- New i3 variant gets extended driving range with meatier battery
- Faster charging available with three-phase upgrade
- Australian debut due late 2016
The ‘94 Ah’ represents the new model’s higher-density lithium-ion battery pack, marking an upgrade from the 60 Ah battery that drives the current i3. Importantly, the new battery’s capacity is listed at 33kWh, up from 22kWh.
BMW says that the upgrade now gives the all-electric i3 a driving range of 300 kilometres is possible, matching the range claimed by the petrol-assisted ‘i3 with Range Extender’ model.
In “everyday use”, however - which includes bad weather conditions and with the air conditioning active - BMW says the i3 (94 Ah) should offer a driving range of 200 kilometres.
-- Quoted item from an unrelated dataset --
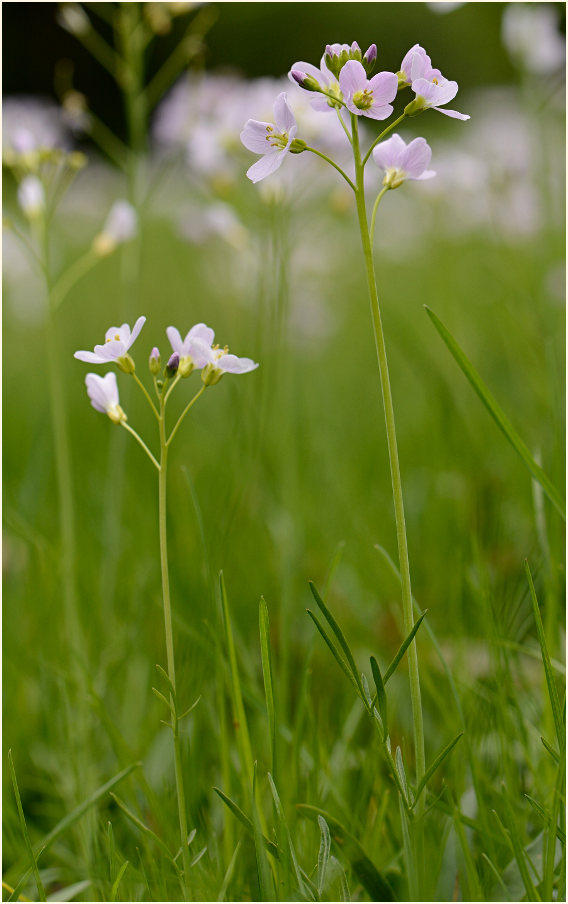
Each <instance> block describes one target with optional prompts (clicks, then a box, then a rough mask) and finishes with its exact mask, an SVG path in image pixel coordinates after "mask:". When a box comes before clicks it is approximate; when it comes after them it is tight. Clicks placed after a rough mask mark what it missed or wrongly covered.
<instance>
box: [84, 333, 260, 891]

By comparison, the current 60Ah/22kWh all-electric model claims a driving range of up to 160 kilometres in Comfort model, with an additional 20 kilometres available in EcoPro model. Switching to the ultra-frugal EcoPro+ increases that extra range to 40 kilometres.
The introduction of a higher-density battery has contributed to a new kerb weight of 1245 kilograms, up from 1195kg for the current model. The current range-extended model, which includes a small petrol engine, weighs in at 1320kg.
BMW says that despite the increased weight, the i3 94Ah is “subjectively as agile” as the 60Ah model, achieved - the company claims - through improvements to the i3’s electronics and systems management.
As with the 60Ah model, the i3 (94 Ah) features a 125kW/250Nm electric motor, mounted near the rear axle.
Highlighting the range-focussed approach to developing this new variant, the 94Ah claims a 0-100km/h time of 7.3 seconds - compared to 7.2 seconds for the 60Ah model.
Good news for owners of the current 60Ah/22kWh model is that BMW will offer the option of upgrading to the 94Ah/33kWh battery, although pricing and details of that option have not been revealed.
Faster charging available
News of an upgraded i3 model is joined this week by confirmation of a faster charging option, in the form of a three-phase 11kW system.
The new option means the 94Ah battery can be charged in just under three hours on a high-powered multi-phase AC charger, matching the time needed to charge the 60Ah model with its single-phase 7.4kW charging.
Connected to regular mains power, the 94Ah lists a charging time of just below 10 hours at 2.8kW, while the 60Ah needs eight hours.
Connected to a DC fast-charging station, the 94Ah promises to reach 80 per cent of capacity in less than 40 minutes, while the 60Ah will reach the same point in 25 minutes.
The i3 (94 Ah) is pencilled in for an Australian launch in late 2016.
Unlike the European range, the new variant will replace the 60Ah model in our market, meaning that it will continue to be known specifically as the BMW i3, rather than the BMW i3 (94 Ah).
The Range Extender model will continue to be offered, although updated specifications for that variant have not been detailed.
The retrofit option is not likely to be offered locally, however. Speaking with CarAdvice today, BMW Australia communications manager Lenore Fletcher said that the proximity of BMW’s manufacturing centre in Europe makes the upgrade an easier option to offer there, but not a cost-effective one for Australia.
“At this point we don’t anticipate having the ability to update current vehicles within Australia: this is more likely to be available in Europe due to the proximity to the manufacturing facility,” Ms Fletcher said.